For my last 10 months, I would like to see some of the projects that we have started being implemented. During the time I have been working in the institute, we saw a lack of innovation, especially in pathology. The way we are seeing pathology now is in the molecular aspect. We not only see the disease in macro aspect, but we are personalizing the treatment we are using with patients. I hope that by the time I finish my term as director, the pathology department advances in its development.

We have also made significant changes in the emergency unit. Initially, our emergency unit had 350m, and now it has 1600m. We didn’t change the numbers of beds or nurses, but we changed the system of our unit. We have divided the waiting rooms into 4 different sections, where we place the patients depending on their needs. By implementing this system, we can provide our patients with better care. Our objective has been to maximize the efficacy our installations, and while we have done a great improvement, we can always do more.

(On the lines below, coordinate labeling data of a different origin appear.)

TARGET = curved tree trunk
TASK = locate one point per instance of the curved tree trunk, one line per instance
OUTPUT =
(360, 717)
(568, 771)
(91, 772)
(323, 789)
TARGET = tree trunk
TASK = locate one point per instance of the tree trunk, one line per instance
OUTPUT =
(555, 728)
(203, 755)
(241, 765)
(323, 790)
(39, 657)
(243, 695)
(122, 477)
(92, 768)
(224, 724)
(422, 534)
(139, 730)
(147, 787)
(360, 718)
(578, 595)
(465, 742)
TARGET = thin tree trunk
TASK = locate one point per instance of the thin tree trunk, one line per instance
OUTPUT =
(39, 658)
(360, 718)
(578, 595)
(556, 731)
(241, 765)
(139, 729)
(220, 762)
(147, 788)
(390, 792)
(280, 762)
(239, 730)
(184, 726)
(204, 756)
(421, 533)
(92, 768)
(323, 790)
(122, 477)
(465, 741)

You boast more than 500 publications, of which 182 are original articles in international journals, you wrote more than 50 book chapters, you received the Medal of Merit in Science and Arts 2015. Beside this national and international recognition, what would you like to be seen as your contribution to the Mexico’s public research system?

I would like to develop a model of attention as well as model of reference in research that have a positive impacts on the health of the entire country. I believe that by generating research, we are going to be able to attack the problems of the faulty system. Now we have an open innovation office within the institute, we are working on three different patents and I hope to see this number increase in the coming years.

What has been your proudest moment as director of Instituto Nacional de Ciencias Medicas y Nutricion Salvador Zubiran?

Seeing a patient being treated successfully and being grateful for the care they have received makes me proud, even more so when patients have been treated in other institutions unsuccessfully at an earlier stage. We have a very successful liver transplant program with more than 50 transplants a year. Speaking beyond numbers, the importance of our program lies in the successful training of physicians to actually perform the transplants.